Snort mailing list archives

Re: Average delay per packet observation


From: Joshua Kinard via Snort-devel <snort-devel () lists snort org>
Date: Fri, 7 Jul 2017 20:17:13 -0400

On 07/07/2017 09:57, Navdeep Uniyal wrote:
Hi Steven,

Below are the rules I am using in my snort.conf:

alert udp any any -> any any (msg:"GENERAL UDP ALERT!!! UDP Packet Received";sid:278;rev:3;)
alert udp 172.17.0.3 any -> any any (msg:"SENDER IP ALERT!!! IP Address found and now printing the 
same";sid:279;rev:3)
alert udp any any -> any any (msg:"TIME TO LIVE ALERT!!! TTL- TTL<=60.. FOUND!!!";ttl:<=60;sid:280;rev:3;)
alert udp any any -> 10.10.1.101 any (msg:"RECEIVER IP ALERT!!!! Receiver IP Address Found...";sid:281;rev:3;)
alert udp any any -> any 8999 (msg:"PORT ALERT!!!! UDP packets sent to PORT 8999";sid:282;rev:3;)

These are the set of 5 rules which I am repeating (with different sid) to create 10,20,40 and 80 rules.
As I understood from your explanation, the matching algorithms will work only for 5 times in all the cases ( please 
correct me if I am wrong).

Now since I am logging the alerts on the screen, I am getting alerts for all 10,20,40 or 80 rules in each case.
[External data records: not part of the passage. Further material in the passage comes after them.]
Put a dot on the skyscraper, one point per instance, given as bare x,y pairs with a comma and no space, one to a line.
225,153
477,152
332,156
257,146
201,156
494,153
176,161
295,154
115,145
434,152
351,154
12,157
What 
could be the potential reason of getting the delay in a factor of 10^-4 in case of 80 rules but for 40,20 and 10, it 
is for a factor of 10^-8.



Best Regards,
Navdeep

You are seeing this effect because Snort is, first and foremost, a
wickedly-fast "grep" for network packets.  It is *heavily* optimized for
matching strings in packet payload.  It is utterly abysmal in matching IP
addresses in the network layer of the packet (e.g., Snort is not a firewall).

When given a content match in a rule, all incoming packets are matched against
a selected "fast-pattern" match to preselect which packets ultimately will
enter the "detection engine".  The fast-pattern matcher is case-insensitive and
does not care where a string is located within a packet.  It only cares whether
the string exists or does not exist.  Case-sensitivity and specific location
are dealt with in the detection engine (as are other rule keywords).

When not given a content match in a rule, Snort will consider that rule
applicable for all packets, and that is why you are seeing the stated delays.
The more contentless rules you stack on top, the slower Snort's detection will
get, and, in excessive cases, Snort will simply start dropping packets on the
floor without even evaluating them.

If you really need to use contentless rules bound to specific IP addresses or
ranges, along with protocol-specific field checks, you might want to look at
the Suricata project instead, which has some differences to Snort, one of which
enables the use of such rules with its evaluation engine.

You also want to look at the large comment block at the top of the src/pcrm.c
file in Snort's source code (2.9.x), which gives some more detailed information
about Snort's approach to rules and packet processing.  IMHO, that should be in
the manual, but at least it's somewhere.

-- 
Joshua Kinard
Gentoo/MIPS
kumba () gentoo org
6144R/F5C6C943 2015-04-27
177C 1972 1FB8 F254 BAD0 3E72 5C63 F4E3 F5C6 C943

"The past tempts us, the present confuses us, the future frightens us.  And our
lives slip away, moment by moment, lost in that vast, terrible in-between."